Fri, 16th Jul 2021 12:00

Islamic & Indian Paintings: The Dexter Collection Part II

  Lot 19

Kangra, Pahari Hills, Northern India, first half 19th century

Kangra, Pahari Hills, Northern India, first half 19th century

Opaque pigments heightened with gold on paper, the vertical composition depicting the moment the Maharishi Bhrigu, one of the seven great sages (Saptarshis) created by Lord Brahma, in an outburst of anger starts kicking Lord Vishnu on the chest to wake him up, the Hindu God portrayed helpless and at a loss, holding onto some of his attributes (the chakram and the lotus), the latter two on the floor next to him (the conch shell and the club), the sage wearing a long rosary bead necklace, his forehead marked with the Urdhva Pundra, the Vaishnava tilaka (mark), in the foreground a disciple of the sage raising his arm and hand in a form of incitement, the scene set within a typical Kangra-style oval cartouche with red, yellow and white rules, in the corners floral sprays on red ground, a floral border on dark blue ground and red-speckled yellow borders, the recto with black ink inscriptions in Devanagari and Persian scripts and a fly-leaf, 30cm x 26cm.

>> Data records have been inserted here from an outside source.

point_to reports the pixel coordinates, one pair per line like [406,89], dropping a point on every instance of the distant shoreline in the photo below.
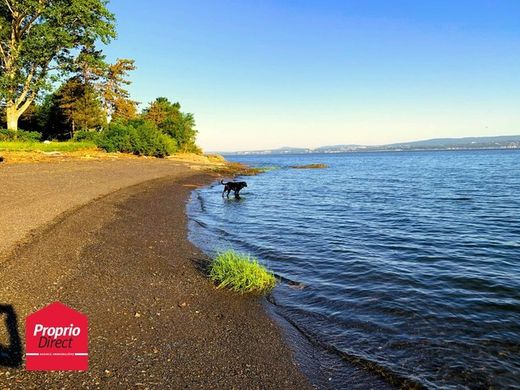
[365,151]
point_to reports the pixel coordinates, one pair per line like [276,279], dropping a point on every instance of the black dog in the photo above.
[234,186]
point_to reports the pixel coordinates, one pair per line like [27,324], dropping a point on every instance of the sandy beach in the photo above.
[109,239]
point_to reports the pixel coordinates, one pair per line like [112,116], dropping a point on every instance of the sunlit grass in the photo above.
[68,146]
[241,273]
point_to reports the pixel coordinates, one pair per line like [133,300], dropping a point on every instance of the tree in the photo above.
[80,105]
[171,121]
[116,99]
[38,37]
[161,110]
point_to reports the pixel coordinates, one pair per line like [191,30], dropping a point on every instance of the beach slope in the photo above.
[155,319]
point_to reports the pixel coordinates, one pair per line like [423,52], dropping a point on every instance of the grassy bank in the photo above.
[241,273]
[68,146]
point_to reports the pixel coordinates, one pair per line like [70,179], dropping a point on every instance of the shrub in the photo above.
[241,273]
[20,135]
[138,137]
[84,135]
[151,142]
[117,138]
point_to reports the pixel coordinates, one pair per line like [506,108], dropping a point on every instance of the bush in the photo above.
[20,135]
[241,273]
[117,138]
[151,142]
[83,135]
[138,137]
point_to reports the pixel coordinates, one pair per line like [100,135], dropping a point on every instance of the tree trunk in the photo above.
[12,116]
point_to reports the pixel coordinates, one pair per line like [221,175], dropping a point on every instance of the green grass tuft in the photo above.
[241,273]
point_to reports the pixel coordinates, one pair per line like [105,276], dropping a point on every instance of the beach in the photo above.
[109,238]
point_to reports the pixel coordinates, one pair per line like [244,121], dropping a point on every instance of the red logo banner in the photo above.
[56,339]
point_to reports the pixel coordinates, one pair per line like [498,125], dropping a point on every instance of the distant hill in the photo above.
[499,142]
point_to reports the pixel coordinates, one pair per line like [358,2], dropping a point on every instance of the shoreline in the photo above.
[125,260]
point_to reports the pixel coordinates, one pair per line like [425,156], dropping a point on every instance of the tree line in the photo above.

The choice of this painting's subject is rather unconventional. The Maharishi Bhrigu, one of the great sages of the Hindu tradition, is shown attacking Lord Vishnu and kicking him with his foot. This scene refers to a Hindu legend, known as the Patience Test of the Trimurti, in which many great sages gathered on the bank of the river Sarasvati to establish who out of the trinity of gods, Vishnu, Brahma, and Shiva, was the most important and to whom they should offer the Pradhanta (Master) of the Maha Yagya worship. Bhrigu was appointed as the sage that would test the deities.

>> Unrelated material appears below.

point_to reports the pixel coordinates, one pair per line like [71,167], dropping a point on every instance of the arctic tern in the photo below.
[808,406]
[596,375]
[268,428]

After briefly confronting Brahma and Shiva with dissatisfactory results, Bhrigu tries to engage Vishnu, but he is deeply asleep on the Serpent Shesha. In an outburst of anger and frustration, Bhrigu kicks the God on the chest to wake him up. Upon his awakening, Vishnu greets the sage and start massaging his feet, concerned he had hurt his feet in kicking the God's chest. Bhrigu, ashamed of his ego and in total awe of the God's mercy and patience, elects Vishnu as the greatest deity of the Trimurti.

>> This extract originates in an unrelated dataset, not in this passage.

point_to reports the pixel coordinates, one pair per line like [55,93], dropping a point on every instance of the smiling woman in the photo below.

Some elements worth noticing here are the presence of the Vaishnava tilaka on the forehead of the sage, already hinting at his devotion for Vishnu and his final decision, and the facial expression of Vishnu. There's no anger, surprise or disappointment in his face; instead, he may look a bit surprised and defenseless. At a first glance, the beholder may even think that Vishnu must have done something wrong to anger the sage and thus, sympathise with Bhrigu: the subtle double entendre of this painting is what makes it unusual. Although there is no sign of the Serpent Shesha, the presence of the river Sarasvati to the left creates an immediate link with the legend of the Trimurti Patience Test, reminding the beholders not to haste their judgment and to think twice before taking Bhrigu's side.